Dear donors, since the middle of December, we have seen a significant decrease in the number of confirmed COVID-19 cases in Germany until the end of February. However, until now the Fever Monitor has continued to deviate from the case counts starting around the beginning of the new year. In this post, we will try to explain why we think this happened and introduce to you our updated algorithm.
To recap: The Datenspende fever detection algorithm uses resting heart rate and daily step count data from fitness-tracking devices to identify patterns that are characteristic of fever symptoms. We know that increased resting heart rate in addition to decreased physical activity can be indicative of fever, so our algorithm is designed to establish baseline levels of these metrics for every individual and detect deviations from them. When a person’s resting heart rate is significantly elevated at the same time that their daily step count is significantly decreased relative to a threshold defined by how much their measurements tend to vary, a detection is triggered. The fever monitor represents the overall rate of detections across all users over time.
Because fever is one of the core symptoms of COVID-19, the official case counts have been the primary point of reference for our fever detection curves. However, the goal of the data-donation project algorithm is to provide an estimate of the current fever incidence in the population, not to replicate the COVID-19 case counts. Fever can be caused by other illnesses, such as the flu and respiratory infections. However, the strong, observed deviation can not be explained by other sources of fever alone.
During the summer of 2020, a sudden heatwave caused an initial decrease in heart rate followed by a large spike, while activity levels remained rather stable. This challenged the algorithm because the baseline period was defined as a few weeks beforehand. After the drop in heart rate, suddenly all measurements were way above their baseline. Now, it seems the other way around. After a sudden drop in heart rate and activity levels following the start of the lockdown, step counts have been gradually increasing since the beginning of the year, while the resting heart rate has been relatively unchanged. Take a look at the averages over time:
To fix our summer anomaly, we implemented both a normalization to combat abnormal weather effects as well as a longer baseline period for the heart rate. Why the longer baseline period? With the short baseline, brief deviations due to external factors significantly affect this baseline, which, overall, is relatively stable, as you can see in the figure above. Then why are we facing this problem now?

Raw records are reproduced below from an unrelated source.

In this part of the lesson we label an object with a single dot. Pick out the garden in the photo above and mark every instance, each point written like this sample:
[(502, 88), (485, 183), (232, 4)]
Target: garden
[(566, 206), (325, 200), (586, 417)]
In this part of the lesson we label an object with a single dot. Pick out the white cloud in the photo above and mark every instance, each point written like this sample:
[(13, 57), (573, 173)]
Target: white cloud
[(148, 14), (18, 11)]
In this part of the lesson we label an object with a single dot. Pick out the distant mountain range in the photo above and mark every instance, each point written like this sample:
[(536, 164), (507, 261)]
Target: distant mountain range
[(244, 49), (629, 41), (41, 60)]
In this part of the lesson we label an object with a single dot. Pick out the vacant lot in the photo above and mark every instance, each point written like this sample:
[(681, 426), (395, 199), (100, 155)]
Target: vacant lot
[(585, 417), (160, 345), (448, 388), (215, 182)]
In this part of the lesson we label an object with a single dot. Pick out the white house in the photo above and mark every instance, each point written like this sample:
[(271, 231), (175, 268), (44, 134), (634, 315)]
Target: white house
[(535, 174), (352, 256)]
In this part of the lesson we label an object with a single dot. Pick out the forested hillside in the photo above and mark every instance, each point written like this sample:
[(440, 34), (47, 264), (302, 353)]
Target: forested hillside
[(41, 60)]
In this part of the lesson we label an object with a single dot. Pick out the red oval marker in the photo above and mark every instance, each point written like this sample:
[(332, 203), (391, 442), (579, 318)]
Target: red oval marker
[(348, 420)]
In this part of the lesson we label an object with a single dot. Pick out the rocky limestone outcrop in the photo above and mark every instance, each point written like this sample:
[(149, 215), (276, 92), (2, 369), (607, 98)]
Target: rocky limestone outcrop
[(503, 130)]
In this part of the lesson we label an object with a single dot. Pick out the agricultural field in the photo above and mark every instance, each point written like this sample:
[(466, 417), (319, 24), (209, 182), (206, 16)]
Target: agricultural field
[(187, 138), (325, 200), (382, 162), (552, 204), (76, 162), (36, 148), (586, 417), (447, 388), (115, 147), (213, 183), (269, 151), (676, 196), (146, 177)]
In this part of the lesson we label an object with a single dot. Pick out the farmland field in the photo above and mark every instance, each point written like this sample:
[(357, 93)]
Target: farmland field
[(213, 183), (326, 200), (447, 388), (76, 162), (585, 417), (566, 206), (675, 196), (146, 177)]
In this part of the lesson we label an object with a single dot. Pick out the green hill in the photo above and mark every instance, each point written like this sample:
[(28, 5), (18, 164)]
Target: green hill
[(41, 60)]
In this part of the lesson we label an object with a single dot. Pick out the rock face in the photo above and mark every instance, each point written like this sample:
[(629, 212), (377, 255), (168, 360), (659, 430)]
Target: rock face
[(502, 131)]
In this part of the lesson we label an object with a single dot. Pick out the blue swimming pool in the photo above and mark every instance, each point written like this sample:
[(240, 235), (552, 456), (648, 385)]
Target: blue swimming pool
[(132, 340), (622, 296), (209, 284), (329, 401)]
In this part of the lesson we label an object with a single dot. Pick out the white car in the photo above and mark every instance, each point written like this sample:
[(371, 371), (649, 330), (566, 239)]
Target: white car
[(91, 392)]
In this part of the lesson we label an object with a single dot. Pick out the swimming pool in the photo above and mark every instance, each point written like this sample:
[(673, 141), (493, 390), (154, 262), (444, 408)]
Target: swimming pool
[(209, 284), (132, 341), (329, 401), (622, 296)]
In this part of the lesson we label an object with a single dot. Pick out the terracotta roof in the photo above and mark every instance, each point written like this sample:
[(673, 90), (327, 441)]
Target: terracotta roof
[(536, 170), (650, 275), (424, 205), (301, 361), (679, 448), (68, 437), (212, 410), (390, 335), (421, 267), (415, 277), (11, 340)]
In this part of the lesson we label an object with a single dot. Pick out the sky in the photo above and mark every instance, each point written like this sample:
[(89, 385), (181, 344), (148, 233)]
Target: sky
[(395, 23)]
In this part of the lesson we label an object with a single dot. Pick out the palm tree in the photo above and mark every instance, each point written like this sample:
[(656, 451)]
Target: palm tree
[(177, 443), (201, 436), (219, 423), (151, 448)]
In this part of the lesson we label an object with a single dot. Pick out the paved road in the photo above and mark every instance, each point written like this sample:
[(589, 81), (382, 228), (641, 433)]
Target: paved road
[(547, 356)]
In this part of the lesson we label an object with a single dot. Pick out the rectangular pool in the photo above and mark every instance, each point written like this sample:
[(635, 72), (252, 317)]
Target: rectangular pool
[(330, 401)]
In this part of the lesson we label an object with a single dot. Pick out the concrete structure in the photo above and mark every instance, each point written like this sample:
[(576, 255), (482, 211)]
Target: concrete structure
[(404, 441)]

In the figure showing the step count over time, you can see a long sine wave pattern corresponding to the different seasons. Our longer baseline doesn’t work in this case because, in the winter months, everyone tends to have a lower step count, which, as stated above, is one of the key factors of our algorithm. These changes aren’t due to abnormalities, but a distinct seasonal change spanning multiple months. Thus, if we compare this week’s step count to the one you had 3 months ago, you will likely see a strong deviation. But what if we only looked a few weeks back? This would give a more accurate idea of one’s current activity levels and be able to better detect quick deviations from it.

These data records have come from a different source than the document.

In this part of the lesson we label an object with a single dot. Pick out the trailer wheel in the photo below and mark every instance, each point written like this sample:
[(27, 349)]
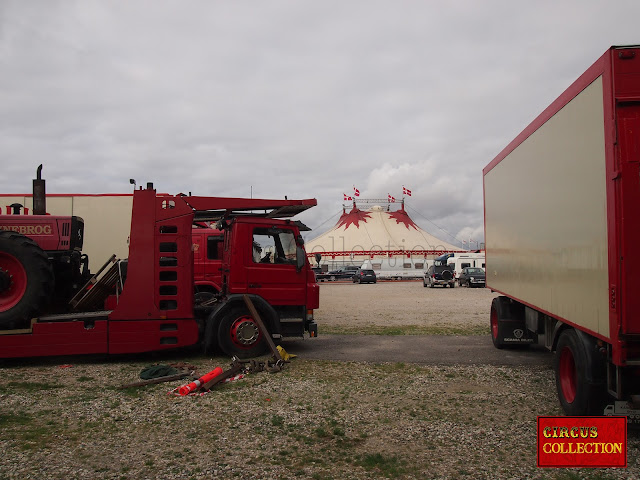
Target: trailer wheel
[(572, 366), (26, 280), (239, 334)]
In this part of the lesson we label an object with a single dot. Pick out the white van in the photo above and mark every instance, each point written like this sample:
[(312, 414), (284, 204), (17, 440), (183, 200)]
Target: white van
[(462, 260)]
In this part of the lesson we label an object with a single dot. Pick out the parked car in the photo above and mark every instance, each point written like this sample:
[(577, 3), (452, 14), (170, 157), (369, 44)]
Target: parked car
[(345, 273), (439, 275), (472, 277), (364, 275)]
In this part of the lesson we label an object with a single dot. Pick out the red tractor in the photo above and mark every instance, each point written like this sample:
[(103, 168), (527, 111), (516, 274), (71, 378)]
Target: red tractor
[(41, 261), (50, 304)]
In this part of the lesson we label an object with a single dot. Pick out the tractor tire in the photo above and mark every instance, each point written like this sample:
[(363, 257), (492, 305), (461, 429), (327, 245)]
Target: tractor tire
[(578, 396), (239, 334), (26, 280)]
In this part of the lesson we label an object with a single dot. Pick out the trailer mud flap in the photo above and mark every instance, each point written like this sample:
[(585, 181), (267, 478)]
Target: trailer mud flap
[(514, 332)]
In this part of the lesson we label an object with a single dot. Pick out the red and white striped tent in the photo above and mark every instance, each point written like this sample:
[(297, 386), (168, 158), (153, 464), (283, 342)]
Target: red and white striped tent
[(378, 234)]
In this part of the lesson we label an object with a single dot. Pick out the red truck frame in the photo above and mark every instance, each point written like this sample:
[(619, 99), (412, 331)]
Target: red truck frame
[(149, 301), (593, 366)]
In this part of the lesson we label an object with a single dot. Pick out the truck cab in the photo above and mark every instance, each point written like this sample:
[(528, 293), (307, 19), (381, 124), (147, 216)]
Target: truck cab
[(265, 258)]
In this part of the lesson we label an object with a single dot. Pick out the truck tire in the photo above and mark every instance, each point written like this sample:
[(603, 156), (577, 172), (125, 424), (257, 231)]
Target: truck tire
[(573, 367), (239, 334), (26, 280)]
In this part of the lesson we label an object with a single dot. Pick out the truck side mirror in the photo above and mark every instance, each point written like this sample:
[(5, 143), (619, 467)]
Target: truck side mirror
[(301, 258)]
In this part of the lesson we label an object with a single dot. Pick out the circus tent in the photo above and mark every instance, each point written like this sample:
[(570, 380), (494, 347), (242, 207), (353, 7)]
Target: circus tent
[(379, 235)]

So we changed exactly that. We shortened the length of time for computing the baseline for step count while keeping the long baseline for heart rate. We also put a stronger weight on heart rate, as it is our primary measure and our detections should reflect this. As a result, the fever detection algorithm no longer is affected by external conditions and now aligns much better with the COVID-19 case counts:
The data-donation project is the first of its kind, so it has a strong experimental component and requires occasional improvements of underlying algorithms. In the weeks to come, we expect that additional modifications of the algorithm will become necessary as we refine our methods more and more. Some of you have noticed we removed the individual curves for the federal states. We took this step because we wanted to focus on correcting the trend for the nationwide curve first. We still have the plan to provide regional curves in the future again, but we probably have to aggregate some of the lower population states. If under a certain limit of donors per region, the detection rate turns out to be skewed and does not provide the necessary level of information we intend to share.